Eine Bank im Harz sollgrob fahrlässig gehandelt haben. Nun geht es für ein Ehepaar um die Existenz.

Von Matthias Fricke 27.11.2019, 00:01

Magdeburg l Nachdem Cyberkriminelle die Konten eines Harzer Ehepaars im Oktober vergangenen Jahres mit einem Online-Banking-Betrug leergeräumt haben, verlangt das Ehepaar Eddy und Nadine Ahrend von der Harzsparkasse knapp 60.000 Euro zurück.

Dazu läuft bereits seit Mitte September der Zivilprozess am Magdeburger Landgericht. Nach Ansicht der Kläger soll die Bank den Diebstahl des Geldes erst ermöglicht haben. Und laut gültiger Rechtssprechung müsste ohnehin ein grob fahrlässiges Verhalten des Kontoinhabers vorliegen, um ihn überhaupt in die Haftung nehmen zu können. „Das war hier aber nicht der Fall. Im Gegenteil. Die Harzsparkasse hat einfach auf den Anruf eines Unbekannten die Telefonnummer für das SMS-Banking geändert“, sagt Eddy Ahrend, der als Unternehmer Wohnungen und Ferienwohnungen im Harz vermietet. Die Bank bestreitet weiterhin alle Vorwürfe.
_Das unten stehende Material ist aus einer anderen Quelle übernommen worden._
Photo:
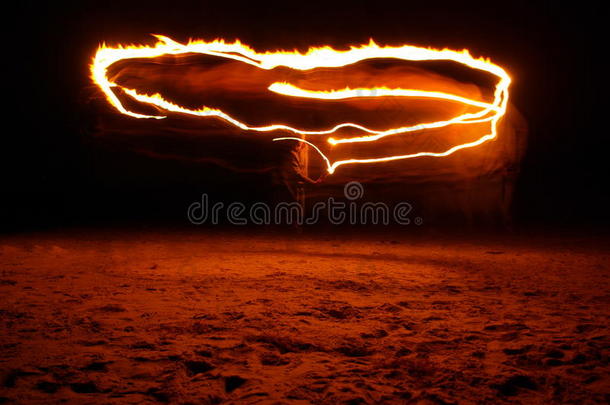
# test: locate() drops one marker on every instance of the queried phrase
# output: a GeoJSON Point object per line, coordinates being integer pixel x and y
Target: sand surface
{"type": "Point", "coordinates": [209, 318]}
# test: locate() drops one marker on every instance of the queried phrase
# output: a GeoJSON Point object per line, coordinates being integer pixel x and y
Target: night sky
{"type": "Point", "coordinates": [49, 176]}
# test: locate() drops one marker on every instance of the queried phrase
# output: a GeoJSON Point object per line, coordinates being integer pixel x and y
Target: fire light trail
{"type": "Point", "coordinates": [313, 58]}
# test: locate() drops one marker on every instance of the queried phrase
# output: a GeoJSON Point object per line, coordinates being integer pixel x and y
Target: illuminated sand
{"type": "Point", "coordinates": [136, 317]}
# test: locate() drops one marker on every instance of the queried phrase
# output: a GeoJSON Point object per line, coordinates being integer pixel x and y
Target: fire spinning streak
{"type": "Point", "coordinates": [314, 58]}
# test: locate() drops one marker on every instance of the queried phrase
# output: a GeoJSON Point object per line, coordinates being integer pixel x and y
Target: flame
{"type": "Point", "coordinates": [314, 58]}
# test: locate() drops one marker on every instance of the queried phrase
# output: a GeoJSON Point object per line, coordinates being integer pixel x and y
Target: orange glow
{"type": "Point", "coordinates": [314, 58]}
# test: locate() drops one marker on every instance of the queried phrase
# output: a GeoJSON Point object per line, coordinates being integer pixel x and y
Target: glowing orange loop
{"type": "Point", "coordinates": [313, 58]}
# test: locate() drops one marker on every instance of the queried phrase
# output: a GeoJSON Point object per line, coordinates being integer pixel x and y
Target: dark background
{"type": "Point", "coordinates": [48, 178]}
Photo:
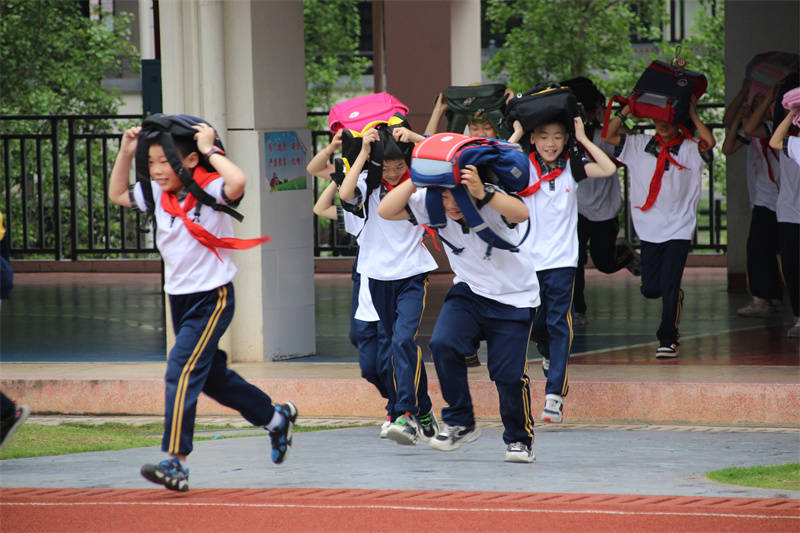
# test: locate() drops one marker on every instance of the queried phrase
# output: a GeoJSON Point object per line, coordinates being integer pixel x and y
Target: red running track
{"type": "Point", "coordinates": [330, 510]}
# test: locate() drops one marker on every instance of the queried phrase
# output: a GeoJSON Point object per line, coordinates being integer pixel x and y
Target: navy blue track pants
{"type": "Point", "coordinates": [552, 325]}
{"type": "Point", "coordinates": [197, 365]}
{"type": "Point", "coordinates": [464, 321]}
{"type": "Point", "coordinates": [400, 304]}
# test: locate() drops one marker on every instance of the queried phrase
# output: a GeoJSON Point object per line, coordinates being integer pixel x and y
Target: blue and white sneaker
{"type": "Point", "coordinates": [169, 473]}
{"type": "Point", "coordinates": [281, 436]}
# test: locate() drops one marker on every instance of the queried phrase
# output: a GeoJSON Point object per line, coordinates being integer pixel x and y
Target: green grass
{"type": "Point", "coordinates": [35, 440]}
{"type": "Point", "coordinates": [786, 476]}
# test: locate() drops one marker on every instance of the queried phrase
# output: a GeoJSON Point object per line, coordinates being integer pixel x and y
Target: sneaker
{"type": "Point", "coordinates": [10, 424]}
{"type": "Point", "coordinates": [451, 437]}
{"type": "Point", "coordinates": [403, 430]}
{"type": "Point", "coordinates": [553, 409]}
{"type": "Point", "coordinates": [281, 436]}
{"type": "Point", "coordinates": [794, 331]}
{"type": "Point", "coordinates": [385, 428]}
{"type": "Point", "coordinates": [169, 473]}
{"type": "Point", "coordinates": [758, 308]}
{"type": "Point", "coordinates": [472, 360]}
{"type": "Point", "coordinates": [517, 452]}
{"type": "Point", "coordinates": [428, 426]}
{"type": "Point", "coordinates": [668, 351]}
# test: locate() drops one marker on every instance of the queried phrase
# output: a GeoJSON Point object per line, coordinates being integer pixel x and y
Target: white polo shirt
{"type": "Point", "coordinates": [366, 310]}
{"type": "Point", "coordinates": [600, 199]}
{"type": "Point", "coordinates": [674, 213]}
{"type": "Point", "coordinates": [189, 266]}
{"type": "Point", "coordinates": [503, 276]}
{"type": "Point", "coordinates": [389, 249]}
{"type": "Point", "coordinates": [788, 207]}
{"type": "Point", "coordinates": [763, 191]}
{"type": "Point", "coordinates": [553, 242]}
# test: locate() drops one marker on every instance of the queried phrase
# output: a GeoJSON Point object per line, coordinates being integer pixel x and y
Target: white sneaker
{"type": "Point", "coordinates": [452, 437]}
{"type": "Point", "coordinates": [517, 452]}
{"type": "Point", "coordinates": [553, 409]}
{"type": "Point", "coordinates": [758, 308]}
{"type": "Point", "coordinates": [404, 430]}
{"type": "Point", "coordinates": [385, 428]}
{"type": "Point", "coordinates": [794, 331]}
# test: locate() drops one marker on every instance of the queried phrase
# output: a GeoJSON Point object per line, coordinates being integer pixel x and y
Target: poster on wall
{"type": "Point", "coordinates": [285, 160]}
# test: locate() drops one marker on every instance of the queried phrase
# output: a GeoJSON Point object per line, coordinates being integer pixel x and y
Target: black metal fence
{"type": "Point", "coordinates": [54, 192]}
{"type": "Point", "coordinates": [55, 188]}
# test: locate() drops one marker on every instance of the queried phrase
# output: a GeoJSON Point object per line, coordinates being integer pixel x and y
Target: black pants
{"type": "Point", "coordinates": [662, 270]}
{"type": "Point", "coordinates": [600, 239]}
{"type": "Point", "coordinates": [789, 245]}
{"type": "Point", "coordinates": [763, 276]}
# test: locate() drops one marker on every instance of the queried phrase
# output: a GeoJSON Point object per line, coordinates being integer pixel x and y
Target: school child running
{"type": "Point", "coordinates": [392, 257]}
{"type": "Point", "coordinates": [786, 140]}
{"type": "Point", "coordinates": [553, 244]}
{"type": "Point", "coordinates": [599, 204]}
{"type": "Point", "coordinates": [747, 125]}
{"type": "Point", "coordinates": [492, 299]}
{"type": "Point", "coordinates": [665, 172]}
{"type": "Point", "coordinates": [198, 274]}
{"type": "Point", "coordinates": [366, 332]}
In der Verhandlung am Dienstag sollten die Ermittlungs-Akten der Polizei besprochen werden. Doch der Vorsitzende Richter der Zivilkammer, Hans-Michael Otto, musste feststellen, dass diese nicht vollständig zur Verfügung stehen. Sie sollen inzwischen von der Staatsanwaltschaft Halberstadt an andere Dienststellen in Dortmund und Nürnberg geschickt worden sein, weil es dort weitere Betrugsopfer von den gleichen Ganoven gibt. Es handele sich um mindestens acht Ermittlungen, bei denen die Täter dieselbe Handynummer nutzten und sich das Geld auf spanische Konten wie im Harzer Fall überweisen ließen.

Die Masche soll auch dort immer die Gleiche gewesen sein: Die Täter nutzten jeweils das sogenannte SMS-TAN-Verfahren von Sparkassen aus. Wie bei jedem Onlinebanking meldet sich der Nutzer zunächst mit seiner Kontonummer und der PIN-Nummer an. Diesen ersten Schritt in einem zweistufigen Sicherungsverfahren sollen die Täter durch einen Trojaner auf dem Laptop des Opfers ausspioniert haben. Das Landeskriminalamt fand später noch Fragmente einer solchen Schadsoftware.

Mit den ausspionierten Daten konnten die Täter zunächst nur die Konten und Unterkonten des Paares sehen. Für eine Überweisung oder andere Freigaben wird zusätzlich eine einmal generierte TAN-Nummer auf ein hinterlegtes Handy geschickt. Diese Nummer muss dann bei der Überweisung eingegeben werden. Im konkreten Fall riefen die Betrüger bei der Sparkasse an und nahmen telefonisch einen Wechsel eben dieser Telefonnummer vor. Diese Gespräche wurden aufgezeichnet und im Prozess am Montag abgespielt. Dabei fragte die Angestellte "Ist Ihre alte Nummer später noch erreichbar?" Der Täter sagt: "Nein, die wird abgeschaltet!" Hätte die Angestellte diese Nummer zurückgerufen, wäre klar gewesen, dass nicht Ahrend, sondern jemand anderes mit einer auf dem Display vorgegaukelten Telefonnummer angerufen hat.

Bei einem zweiten Anruf meldete sich der Unbekannte, der sich als Ahrend ausgab erneut. Diesmal sagte er, dass das Konto gesperrt worden ist. "Können Sie es freischalten?", fragte der Unbekannte. Die Angestellte tat es. Das Unternehmerpaar vermutet, dass das Konto wegen wiederholter Eingabeversuche gesperrt wurde, weil sie eine Auslandssperre aktiviert hatten. Diese wurde dann aber nach weiteren Anrufen des Betrügers und der TAN-Freigabe außer Kraft gesetzt. 64-mal generierten die Täter eine TAN über die neue Handynummer und überwiesen 14 einzelne Geldbeträge auf zwei Konten in Spanien. Die Täter hatten sogar bereits getätigte Überweisungen des Paares zurückgeholt, um an noch mehr Geld zu kommen.

Das Gericht will nun die restlichen Polizei-Akten anfordern. Ein neuer Prozesstermin steht noch nicht fest. Eddy Ahrend: "Ich bange um unsere sechs Angestellten. Ohne ein Urteil bekommen wir von anderen Banken auch keinen Kredit mehr."